The battery lasted for 11 hours, 50 minutes in our video loop test, which is pretty good but not spectacular. With regular use including a lot of Wi-Fi and cellular activity and a bit of gaming, we could stretch a charge to almost a day and a half. Quick charging works as expected, as long as you carry LG’s oversized bundled charger around with you.
If you’re in the mood to spend a ton of money on a flagship smartphone right now, chances are you want it to feel futuristic or at least cutting-edge. The Samsung Galaxy S8 and S8+ gave us that excitement, and after spending time with those two devices, the LG G6 doesn’t quite feel like it’s on the same level.

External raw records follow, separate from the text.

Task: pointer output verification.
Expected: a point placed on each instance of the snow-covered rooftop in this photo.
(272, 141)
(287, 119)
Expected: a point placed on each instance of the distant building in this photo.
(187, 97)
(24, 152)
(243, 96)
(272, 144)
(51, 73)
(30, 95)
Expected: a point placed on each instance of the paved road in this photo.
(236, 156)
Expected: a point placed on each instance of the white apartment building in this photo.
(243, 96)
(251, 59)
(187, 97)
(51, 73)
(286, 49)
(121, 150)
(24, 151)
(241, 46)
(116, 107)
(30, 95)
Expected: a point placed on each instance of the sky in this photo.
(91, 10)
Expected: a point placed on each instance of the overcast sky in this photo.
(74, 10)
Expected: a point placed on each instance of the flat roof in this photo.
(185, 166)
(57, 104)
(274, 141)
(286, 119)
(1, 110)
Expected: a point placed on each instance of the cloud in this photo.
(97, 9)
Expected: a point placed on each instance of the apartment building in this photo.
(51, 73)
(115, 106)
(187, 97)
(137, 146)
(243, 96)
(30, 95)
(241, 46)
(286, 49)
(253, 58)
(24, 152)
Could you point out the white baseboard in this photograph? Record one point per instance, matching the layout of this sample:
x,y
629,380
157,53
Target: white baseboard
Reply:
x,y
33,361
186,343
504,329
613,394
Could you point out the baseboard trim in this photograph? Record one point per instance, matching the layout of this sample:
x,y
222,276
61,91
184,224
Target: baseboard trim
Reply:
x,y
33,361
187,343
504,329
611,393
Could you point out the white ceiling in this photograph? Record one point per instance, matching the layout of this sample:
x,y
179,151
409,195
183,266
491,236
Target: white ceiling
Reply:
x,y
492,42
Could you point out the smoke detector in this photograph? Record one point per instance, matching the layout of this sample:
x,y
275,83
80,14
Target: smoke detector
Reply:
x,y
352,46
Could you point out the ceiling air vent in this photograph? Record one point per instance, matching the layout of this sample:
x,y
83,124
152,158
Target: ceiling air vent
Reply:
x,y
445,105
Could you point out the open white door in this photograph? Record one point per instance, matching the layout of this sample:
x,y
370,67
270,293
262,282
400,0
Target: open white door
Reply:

Thankfully, it doesn’t need to be. The G6 is priced and positioned very smartly, one step below Samsung’s offerings. It looks nice, feels solid, runs like a dream, and takes excellent photos. It’s honestly the next best thing, and could be the better choice for people who are looking for value more than bragging rights. The big screen and dual cameras also give it an edge over similarly positioned options such as the Google Pixel, Sony Xperia XZs, and even the iPhone 7.
We really like what we see with the LG G6. The balance between cost, features, performance and style is absolutely unmatched right now. If you aren’t particular about having the absolute latest technology, we think that this phone will prove to be a highly satisfactory choice.